In the 2020 World Series, against the Tampa Bay Rays, Turner had eight hits (including two home runs) in 25 at-bats as the Dodgers won the championship.[10] During the eighth inning of Game 6, he was pulled from the game because he had tested positive for COVID-19,[39][40][41] before returning to the field to take the official celebratory photo with his teammates and staff,[42] in violation of MLB protocols, leading to criticism from many in the media. Turner apologized for his actions a few days later.[43]

2021: Second all-star appearance

On February 19, 2021, Turner re-signed with the Dodgers on a two-year, $34 million contract, with a $14 million option for a third year.[44]

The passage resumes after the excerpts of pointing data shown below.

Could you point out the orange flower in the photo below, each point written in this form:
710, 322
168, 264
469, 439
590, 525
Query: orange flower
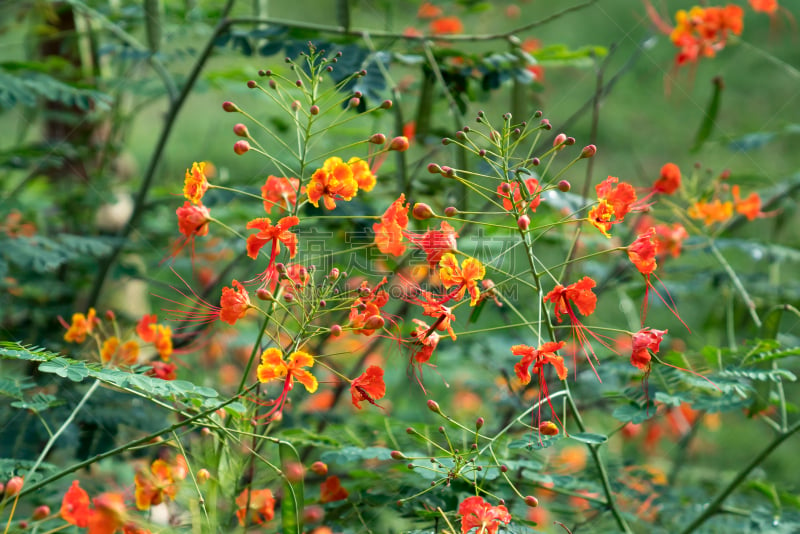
153, 487
749, 207
332, 182
146, 328
81, 326
368, 387
279, 192
362, 173
436, 243
532, 184
538, 357
277, 234
764, 6
580, 294
261, 506
75, 506
163, 341
669, 179
109, 514
365, 313
195, 184
642, 252
331, 490
477, 513
389, 232
273, 366
446, 26
711, 212
193, 220
234, 303
429, 11
465, 278
645, 340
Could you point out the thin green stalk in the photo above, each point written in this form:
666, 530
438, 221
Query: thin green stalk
715, 506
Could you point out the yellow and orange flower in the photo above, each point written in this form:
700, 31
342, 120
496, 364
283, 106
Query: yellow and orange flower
334, 181
389, 232
465, 278
273, 367
195, 183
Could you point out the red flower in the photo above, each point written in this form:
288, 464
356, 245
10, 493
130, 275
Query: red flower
645, 340
669, 180
75, 506
234, 303
260, 506
279, 192
479, 514
277, 234
389, 232
436, 243
331, 490
368, 387
532, 184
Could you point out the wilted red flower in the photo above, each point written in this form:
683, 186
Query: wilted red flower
279, 192
75, 506
669, 179
369, 387
331, 490
446, 26
257, 506
532, 185
234, 303
436, 243
478, 514
389, 232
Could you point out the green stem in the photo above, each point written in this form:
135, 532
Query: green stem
716, 505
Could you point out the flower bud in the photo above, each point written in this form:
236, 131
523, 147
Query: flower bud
588, 151
399, 143
434, 168
202, 476
531, 501
40, 512
319, 468
422, 211
14, 486
375, 322
240, 147
548, 428
377, 139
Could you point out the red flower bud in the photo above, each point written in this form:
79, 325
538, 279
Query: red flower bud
422, 211
399, 143
240, 147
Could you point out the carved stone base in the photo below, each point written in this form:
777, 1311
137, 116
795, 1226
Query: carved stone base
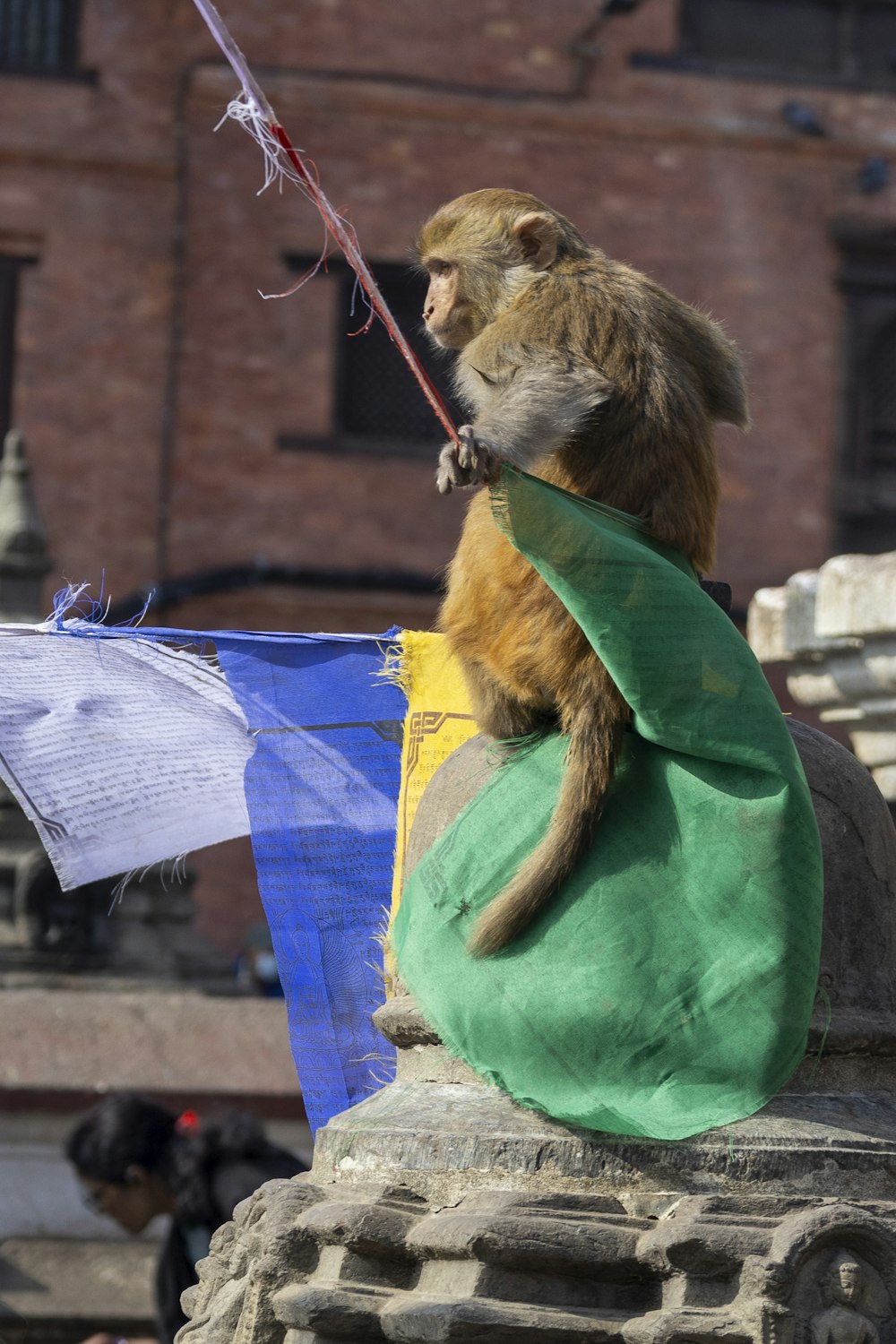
438, 1210
308, 1263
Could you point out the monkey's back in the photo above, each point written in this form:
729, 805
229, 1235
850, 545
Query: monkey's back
501, 616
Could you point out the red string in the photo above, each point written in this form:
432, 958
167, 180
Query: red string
366, 277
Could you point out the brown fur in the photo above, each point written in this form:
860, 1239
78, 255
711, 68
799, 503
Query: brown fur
592, 376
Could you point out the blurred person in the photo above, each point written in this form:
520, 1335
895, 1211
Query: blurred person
134, 1160
257, 967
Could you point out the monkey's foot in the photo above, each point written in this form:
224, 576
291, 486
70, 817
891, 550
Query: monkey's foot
468, 462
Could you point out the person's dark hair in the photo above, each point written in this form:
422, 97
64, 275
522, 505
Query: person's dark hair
125, 1131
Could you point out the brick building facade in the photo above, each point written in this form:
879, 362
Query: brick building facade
185, 432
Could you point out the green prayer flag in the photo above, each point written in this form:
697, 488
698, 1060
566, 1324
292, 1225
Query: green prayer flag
668, 986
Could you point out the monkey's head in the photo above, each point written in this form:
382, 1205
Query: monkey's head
479, 252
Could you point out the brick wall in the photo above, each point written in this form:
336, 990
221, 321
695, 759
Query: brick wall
152, 381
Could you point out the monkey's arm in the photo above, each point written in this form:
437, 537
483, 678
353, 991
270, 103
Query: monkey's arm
522, 416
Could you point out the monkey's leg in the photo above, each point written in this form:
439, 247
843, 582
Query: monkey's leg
497, 711
595, 717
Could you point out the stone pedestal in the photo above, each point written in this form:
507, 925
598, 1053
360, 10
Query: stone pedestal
440, 1210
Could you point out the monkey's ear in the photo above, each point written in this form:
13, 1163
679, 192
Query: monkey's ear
538, 238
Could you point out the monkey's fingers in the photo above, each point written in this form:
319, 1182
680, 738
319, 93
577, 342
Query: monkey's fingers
477, 457
450, 473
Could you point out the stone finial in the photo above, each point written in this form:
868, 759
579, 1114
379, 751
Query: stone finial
24, 556
836, 628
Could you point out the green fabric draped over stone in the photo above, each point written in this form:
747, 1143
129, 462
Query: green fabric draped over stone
668, 986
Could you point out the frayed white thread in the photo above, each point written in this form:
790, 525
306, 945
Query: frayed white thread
177, 875
246, 113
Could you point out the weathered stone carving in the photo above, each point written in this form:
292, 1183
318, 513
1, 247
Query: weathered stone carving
441, 1211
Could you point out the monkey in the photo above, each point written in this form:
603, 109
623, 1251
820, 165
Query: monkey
592, 376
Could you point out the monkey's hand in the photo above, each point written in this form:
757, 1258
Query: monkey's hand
468, 462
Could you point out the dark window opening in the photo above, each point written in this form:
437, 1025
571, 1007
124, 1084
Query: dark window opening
39, 37
10, 269
866, 494
378, 405
849, 43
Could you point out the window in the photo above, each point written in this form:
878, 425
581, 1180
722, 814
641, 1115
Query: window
378, 406
10, 269
39, 37
866, 487
831, 42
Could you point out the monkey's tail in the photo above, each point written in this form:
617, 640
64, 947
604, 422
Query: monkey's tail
595, 739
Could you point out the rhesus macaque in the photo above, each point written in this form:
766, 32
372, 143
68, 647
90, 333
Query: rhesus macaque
587, 374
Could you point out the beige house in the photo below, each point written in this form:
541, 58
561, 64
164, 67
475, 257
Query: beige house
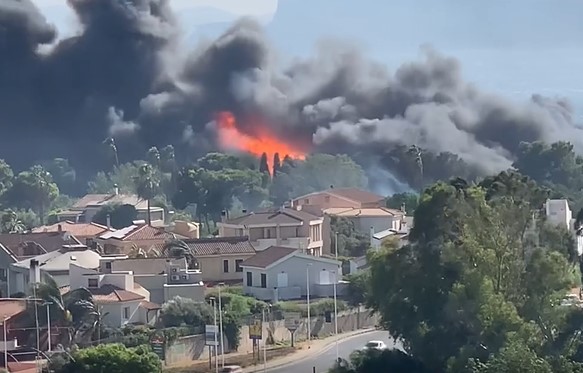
286, 227
143, 236
220, 258
120, 299
339, 198
85, 209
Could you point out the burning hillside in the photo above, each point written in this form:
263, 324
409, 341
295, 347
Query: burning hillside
262, 140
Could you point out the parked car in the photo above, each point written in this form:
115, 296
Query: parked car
231, 369
375, 345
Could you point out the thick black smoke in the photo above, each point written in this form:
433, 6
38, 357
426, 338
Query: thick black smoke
126, 76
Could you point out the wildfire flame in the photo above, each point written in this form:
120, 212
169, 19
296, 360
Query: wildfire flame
231, 138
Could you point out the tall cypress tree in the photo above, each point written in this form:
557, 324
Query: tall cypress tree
276, 164
263, 166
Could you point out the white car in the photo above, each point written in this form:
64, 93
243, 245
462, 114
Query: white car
375, 345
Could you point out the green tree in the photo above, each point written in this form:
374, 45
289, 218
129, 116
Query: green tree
112, 358
34, 189
147, 186
120, 216
409, 201
472, 277
184, 311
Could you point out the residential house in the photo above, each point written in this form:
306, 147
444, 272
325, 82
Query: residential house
366, 219
81, 231
220, 258
16, 247
143, 236
282, 273
340, 197
119, 298
286, 227
85, 209
185, 229
164, 278
11, 311
559, 213
55, 263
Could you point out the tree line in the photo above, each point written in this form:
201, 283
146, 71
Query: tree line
483, 285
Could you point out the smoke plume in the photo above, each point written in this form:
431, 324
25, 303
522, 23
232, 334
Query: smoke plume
123, 76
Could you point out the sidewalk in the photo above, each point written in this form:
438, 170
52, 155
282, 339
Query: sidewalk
315, 347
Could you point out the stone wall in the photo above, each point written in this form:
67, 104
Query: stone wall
193, 347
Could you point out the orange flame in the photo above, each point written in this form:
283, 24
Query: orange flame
231, 138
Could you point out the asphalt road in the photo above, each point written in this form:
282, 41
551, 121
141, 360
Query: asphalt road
325, 360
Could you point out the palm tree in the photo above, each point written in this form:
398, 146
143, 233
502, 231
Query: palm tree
147, 185
75, 311
179, 249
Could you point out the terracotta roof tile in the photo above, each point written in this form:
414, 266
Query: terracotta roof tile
113, 294
221, 246
147, 232
20, 243
79, 230
265, 258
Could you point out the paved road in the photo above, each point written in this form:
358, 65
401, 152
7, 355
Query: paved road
324, 360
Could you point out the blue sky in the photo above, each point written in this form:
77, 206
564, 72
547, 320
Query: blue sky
514, 47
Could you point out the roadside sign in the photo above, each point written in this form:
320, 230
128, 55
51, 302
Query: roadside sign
158, 346
256, 330
292, 320
210, 331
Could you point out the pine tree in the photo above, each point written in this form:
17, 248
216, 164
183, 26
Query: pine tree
263, 166
276, 164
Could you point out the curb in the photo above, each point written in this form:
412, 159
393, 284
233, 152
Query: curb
312, 352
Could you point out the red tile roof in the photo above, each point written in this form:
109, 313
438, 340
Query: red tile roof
79, 230
220, 246
267, 257
113, 294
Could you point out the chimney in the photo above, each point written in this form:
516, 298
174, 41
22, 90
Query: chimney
34, 271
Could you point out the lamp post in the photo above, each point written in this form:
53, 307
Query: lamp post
221, 326
308, 302
48, 304
212, 299
5, 344
336, 313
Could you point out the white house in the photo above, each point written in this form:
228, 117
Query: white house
120, 300
55, 263
280, 273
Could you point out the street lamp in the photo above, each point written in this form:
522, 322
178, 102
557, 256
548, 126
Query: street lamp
48, 304
221, 326
212, 299
5, 344
336, 313
308, 301
264, 339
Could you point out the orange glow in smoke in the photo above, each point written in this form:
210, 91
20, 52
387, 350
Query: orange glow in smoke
230, 137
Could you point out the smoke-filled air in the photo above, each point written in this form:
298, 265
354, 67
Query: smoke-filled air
127, 76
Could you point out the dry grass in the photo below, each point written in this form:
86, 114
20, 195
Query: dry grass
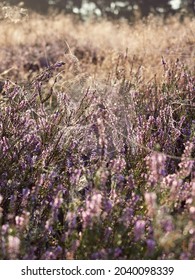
98, 45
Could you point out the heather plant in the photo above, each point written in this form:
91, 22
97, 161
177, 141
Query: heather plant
96, 149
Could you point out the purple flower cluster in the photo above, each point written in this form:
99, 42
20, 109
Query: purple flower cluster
95, 179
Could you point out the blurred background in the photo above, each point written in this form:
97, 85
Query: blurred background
129, 10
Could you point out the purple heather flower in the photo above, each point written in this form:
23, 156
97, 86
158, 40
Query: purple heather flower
139, 229
150, 246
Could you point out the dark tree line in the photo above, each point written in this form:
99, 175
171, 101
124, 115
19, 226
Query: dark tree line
111, 8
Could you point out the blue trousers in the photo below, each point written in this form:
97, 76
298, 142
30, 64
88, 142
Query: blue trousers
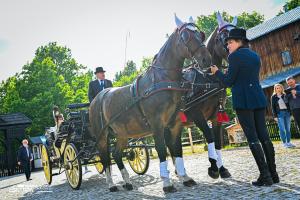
284, 125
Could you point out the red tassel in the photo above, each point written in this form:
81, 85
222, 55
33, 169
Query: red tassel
183, 117
222, 117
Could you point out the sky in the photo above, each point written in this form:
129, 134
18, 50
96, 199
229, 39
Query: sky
96, 30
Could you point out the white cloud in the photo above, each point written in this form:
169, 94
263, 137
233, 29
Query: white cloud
95, 30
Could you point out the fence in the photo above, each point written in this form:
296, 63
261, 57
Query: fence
274, 130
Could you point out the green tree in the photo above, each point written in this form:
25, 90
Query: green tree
53, 77
208, 23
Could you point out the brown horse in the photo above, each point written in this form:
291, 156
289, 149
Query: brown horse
149, 105
207, 110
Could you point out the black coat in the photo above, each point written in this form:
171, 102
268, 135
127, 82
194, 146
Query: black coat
275, 105
23, 156
94, 88
243, 78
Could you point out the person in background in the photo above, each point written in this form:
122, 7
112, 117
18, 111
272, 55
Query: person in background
99, 84
24, 158
293, 99
282, 115
95, 87
249, 102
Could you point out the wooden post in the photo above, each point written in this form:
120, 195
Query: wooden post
191, 140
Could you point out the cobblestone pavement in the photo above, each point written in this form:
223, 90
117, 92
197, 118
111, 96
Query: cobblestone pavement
239, 161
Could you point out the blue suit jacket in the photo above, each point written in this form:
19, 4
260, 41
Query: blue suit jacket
23, 156
243, 78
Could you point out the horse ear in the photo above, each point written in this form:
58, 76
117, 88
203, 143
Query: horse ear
220, 19
178, 22
234, 21
191, 20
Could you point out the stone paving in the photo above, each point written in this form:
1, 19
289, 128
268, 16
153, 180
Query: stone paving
239, 161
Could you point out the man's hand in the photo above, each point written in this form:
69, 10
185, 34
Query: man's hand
214, 69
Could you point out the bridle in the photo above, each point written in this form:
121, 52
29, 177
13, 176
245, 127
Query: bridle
223, 33
198, 35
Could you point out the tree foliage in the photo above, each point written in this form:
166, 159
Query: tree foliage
53, 77
208, 23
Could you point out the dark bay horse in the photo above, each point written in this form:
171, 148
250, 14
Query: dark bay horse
149, 105
207, 110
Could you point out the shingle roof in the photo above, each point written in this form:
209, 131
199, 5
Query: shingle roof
274, 24
14, 119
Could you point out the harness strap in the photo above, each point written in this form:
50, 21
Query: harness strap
202, 98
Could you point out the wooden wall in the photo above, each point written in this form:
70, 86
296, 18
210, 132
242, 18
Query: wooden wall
270, 46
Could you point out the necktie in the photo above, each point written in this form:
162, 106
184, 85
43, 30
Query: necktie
27, 152
101, 85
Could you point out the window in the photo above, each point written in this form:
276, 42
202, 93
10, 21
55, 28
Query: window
286, 57
36, 153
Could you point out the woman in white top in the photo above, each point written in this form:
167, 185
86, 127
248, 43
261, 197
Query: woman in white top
282, 115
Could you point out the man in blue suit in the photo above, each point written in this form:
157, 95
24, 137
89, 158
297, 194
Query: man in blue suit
25, 158
99, 84
249, 101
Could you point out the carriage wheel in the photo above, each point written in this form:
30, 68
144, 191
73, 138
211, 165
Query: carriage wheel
99, 165
138, 158
72, 166
47, 165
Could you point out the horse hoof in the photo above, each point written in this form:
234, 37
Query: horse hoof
113, 189
169, 189
224, 173
213, 174
128, 186
189, 183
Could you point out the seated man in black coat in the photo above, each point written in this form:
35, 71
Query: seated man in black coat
99, 84
25, 158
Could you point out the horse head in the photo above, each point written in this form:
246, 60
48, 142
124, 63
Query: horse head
190, 42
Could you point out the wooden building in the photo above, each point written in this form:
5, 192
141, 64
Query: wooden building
12, 132
277, 41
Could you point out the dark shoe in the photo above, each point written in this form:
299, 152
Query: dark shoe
265, 178
213, 170
270, 158
224, 173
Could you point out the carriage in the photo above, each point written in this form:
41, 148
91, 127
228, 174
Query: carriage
69, 146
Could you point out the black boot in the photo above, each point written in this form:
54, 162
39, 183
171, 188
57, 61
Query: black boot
265, 176
213, 170
270, 157
224, 173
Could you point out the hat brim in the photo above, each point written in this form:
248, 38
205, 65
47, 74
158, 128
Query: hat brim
99, 72
239, 38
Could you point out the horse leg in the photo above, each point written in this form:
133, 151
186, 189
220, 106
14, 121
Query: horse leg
217, 130
160, 147
173, 142
106, 161
118, 155
201, 123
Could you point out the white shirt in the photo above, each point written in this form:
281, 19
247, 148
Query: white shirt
281, 103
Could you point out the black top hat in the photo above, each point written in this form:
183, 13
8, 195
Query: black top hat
237, 33
99, 69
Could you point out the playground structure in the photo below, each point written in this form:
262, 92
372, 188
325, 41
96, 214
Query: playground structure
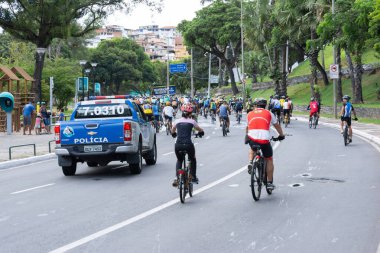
18, 82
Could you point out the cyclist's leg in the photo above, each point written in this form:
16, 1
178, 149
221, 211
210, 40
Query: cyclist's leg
268, 154
191, 153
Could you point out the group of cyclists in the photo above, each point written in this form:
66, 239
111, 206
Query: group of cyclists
261, 114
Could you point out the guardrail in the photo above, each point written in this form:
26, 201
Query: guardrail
50, 145
24, 145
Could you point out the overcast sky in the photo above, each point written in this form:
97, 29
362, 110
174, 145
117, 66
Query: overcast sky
173, 12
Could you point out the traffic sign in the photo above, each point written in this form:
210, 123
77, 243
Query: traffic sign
178, 68
334, 71
80, 84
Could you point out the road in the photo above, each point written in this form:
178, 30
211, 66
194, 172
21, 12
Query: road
336, 207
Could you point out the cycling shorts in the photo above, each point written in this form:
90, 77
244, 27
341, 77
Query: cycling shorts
347, 119
265, 148
168, 118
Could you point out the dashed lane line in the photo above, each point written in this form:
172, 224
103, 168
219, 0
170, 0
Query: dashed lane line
34, 188
146, 214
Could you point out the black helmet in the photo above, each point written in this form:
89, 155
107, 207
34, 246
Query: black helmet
261, 102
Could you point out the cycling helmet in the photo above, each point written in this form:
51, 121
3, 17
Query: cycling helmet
261, 102
187, 109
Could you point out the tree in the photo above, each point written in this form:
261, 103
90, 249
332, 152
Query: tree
122, 65
39, 22
214, 30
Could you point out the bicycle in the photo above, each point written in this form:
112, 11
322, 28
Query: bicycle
224, 126
259, 173
346, 136
239, 116
185, 184
313, 121
286, 120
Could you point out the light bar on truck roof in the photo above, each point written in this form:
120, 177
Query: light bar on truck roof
110, 97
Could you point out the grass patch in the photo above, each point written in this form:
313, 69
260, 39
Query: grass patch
369, 57
300, 93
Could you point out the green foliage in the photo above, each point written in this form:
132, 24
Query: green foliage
123, 65
64, 71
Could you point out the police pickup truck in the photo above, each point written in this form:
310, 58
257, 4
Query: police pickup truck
105, 129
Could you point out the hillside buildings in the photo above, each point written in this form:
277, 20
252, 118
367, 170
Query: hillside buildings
160, 43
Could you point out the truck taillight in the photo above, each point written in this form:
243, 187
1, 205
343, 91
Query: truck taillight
127, 131
57, 131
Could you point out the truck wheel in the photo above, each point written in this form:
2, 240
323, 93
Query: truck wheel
70, 170
92, 164
136, 168
151, 157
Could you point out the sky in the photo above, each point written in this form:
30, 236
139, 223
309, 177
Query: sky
173, 12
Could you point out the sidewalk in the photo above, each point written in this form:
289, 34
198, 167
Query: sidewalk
369, 131
17, 138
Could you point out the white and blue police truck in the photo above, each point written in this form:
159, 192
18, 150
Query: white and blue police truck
105, 129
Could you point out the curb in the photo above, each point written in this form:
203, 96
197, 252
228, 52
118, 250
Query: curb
25, 161
369, 137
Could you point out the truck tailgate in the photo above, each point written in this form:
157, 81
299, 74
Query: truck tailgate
92, 132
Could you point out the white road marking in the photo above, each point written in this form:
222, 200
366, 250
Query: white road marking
141, 216
34, 188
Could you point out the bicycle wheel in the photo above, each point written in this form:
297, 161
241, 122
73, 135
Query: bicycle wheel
345, 135
256, 181
182, 188
265, 181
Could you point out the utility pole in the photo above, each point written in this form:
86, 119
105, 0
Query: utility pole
242, 52
192, 75
334, 58
209, 74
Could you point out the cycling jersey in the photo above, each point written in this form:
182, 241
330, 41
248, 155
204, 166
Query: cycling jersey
223, 111
155, 110
168, 111
259, 121
184, 129
313, 107
347, 110
148, 109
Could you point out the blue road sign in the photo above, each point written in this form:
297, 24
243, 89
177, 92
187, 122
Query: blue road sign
178, 68
80, 84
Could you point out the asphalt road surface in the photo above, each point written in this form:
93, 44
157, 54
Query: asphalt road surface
335, 208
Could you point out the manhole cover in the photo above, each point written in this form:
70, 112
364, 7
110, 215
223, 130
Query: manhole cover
325, 180
296, 185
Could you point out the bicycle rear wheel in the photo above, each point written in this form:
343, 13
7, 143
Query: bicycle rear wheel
256, 181
345, 135
182, 188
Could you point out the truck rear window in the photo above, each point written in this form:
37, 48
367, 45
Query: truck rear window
102, 111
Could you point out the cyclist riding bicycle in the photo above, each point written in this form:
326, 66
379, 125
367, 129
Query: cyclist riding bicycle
345, 112
182, 129
223, 112
276, 106
313, 107
258, 133
168, 112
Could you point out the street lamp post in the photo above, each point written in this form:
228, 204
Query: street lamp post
83, 64
41, 52
88, 88
93, 65
242, 51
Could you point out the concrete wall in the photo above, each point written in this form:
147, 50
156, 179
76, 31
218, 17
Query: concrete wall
372, 113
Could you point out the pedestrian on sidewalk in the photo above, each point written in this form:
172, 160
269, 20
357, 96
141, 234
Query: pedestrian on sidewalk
27, 113
37, 124
61, 116
45, 117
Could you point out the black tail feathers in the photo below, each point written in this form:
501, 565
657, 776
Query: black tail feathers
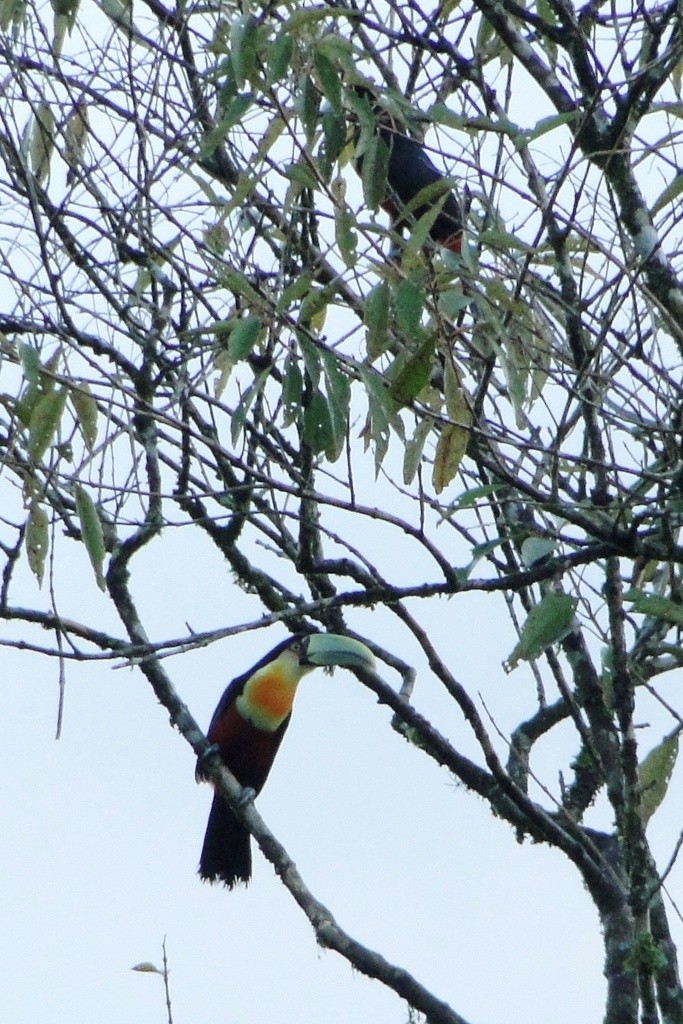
226, 852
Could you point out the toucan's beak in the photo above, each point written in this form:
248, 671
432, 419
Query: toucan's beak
331, 648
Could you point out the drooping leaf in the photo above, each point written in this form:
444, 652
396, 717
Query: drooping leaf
414, 449
244, 47
409, 301
41, 145
292, 391
244, 336
376, 318
339, 393
317, 425
534, 549
280, 57
307, 103
31, 365
334, 133
91, 531
413, 374
37, 540
345, 235
375, 171
44, 422
240, 415
451, 448
654, 775
547, 623
85, 408
329, 79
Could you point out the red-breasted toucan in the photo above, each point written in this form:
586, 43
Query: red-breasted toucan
248, 727
411, 171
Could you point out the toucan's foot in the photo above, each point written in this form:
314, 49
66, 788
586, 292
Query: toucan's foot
200, 771
247, 796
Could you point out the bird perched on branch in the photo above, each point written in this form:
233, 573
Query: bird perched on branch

On August 29, 2021, Turner made his pitching debut in the ninth inning of the Dodgers' 5–0 loss to the Colorado Rockies.[45] He threw 10 pitches (his fastest was 76 mph) for all three outs, gave up no runs, and exited the game to a standing ovation.[45][46] In 2021, Turner played in 151 games with a .278 batting average, 27 home runs and 87 RBI.[10] Turner struggled in the postseason, with only four hits in 38 at-bats (one home run) in the Wild Card, NLDS and NLCS.[10] He strained his hamstring while running to first base in Game 4 of the NLCS and was ruled out of appearing in any future playoff games in 2021.[47]


In 2022, Turner split his time between third base and designated hitter, appearing in 128 games and batting .278 with 13 homers and 81 RBIs.[10] He had the slowest sprint speed of any major league third baseman, at 25.0 feet per second.[48] On November 10, the Dodgers declined his $16 million option for the 2023 season, making him a free agent.[49]

Boston Red Sox

On January 6, 2023, Turner signed a contract with the Boston Red Sox for the 2023 season, along with a player option for 2024.[50] In 146 games, he hit .276 with 23 home runs and 96 Runs Batted In.[51] On November 3, he opted out of his contract and became a free agent.[52]

Toronto Blue Jays

On January 30, 2024, Turner signed a one-year, $13 million contract with the Toronto Blue Jays.[53]

Personal life

Turner married longtime girlfriend Kourtney Pogue in December 2017.[54] His wedding, which took place at a beachfront resort in Mexico, was officiated by Orel Hershiser,[55] former Dodger pitcher and current color commentator and analyst for the Dodgers on SportsNet LA.[56] Turner and his wife reside in Studio City, Los Angeles.[57]

The Justin Turner Foundation

Turner and his wife founded the Justin Turner Foundation, a 501(c)3 organization which benefits homeless veterans, children battling life-altering illnesses and various youth baseball organizations. The foundation hosts an annual charity golf tournament, is an official charity for the LA Marathon and partners with the Dream Center, 17Strong and Paralyzed Veterans of America. The Los Angeles City Council declared January 22, 2019 "Justin Turner Day" in honor of Turner's civic contributions.[58] He was also awarded the Roberto Clemente Award in 2022 after his fifth career nomination for his humanitarian actions.[59]

In popular culture

Turner is mentioned by Patrick Warburton in the final episode of the sitcom Rules of Engagement.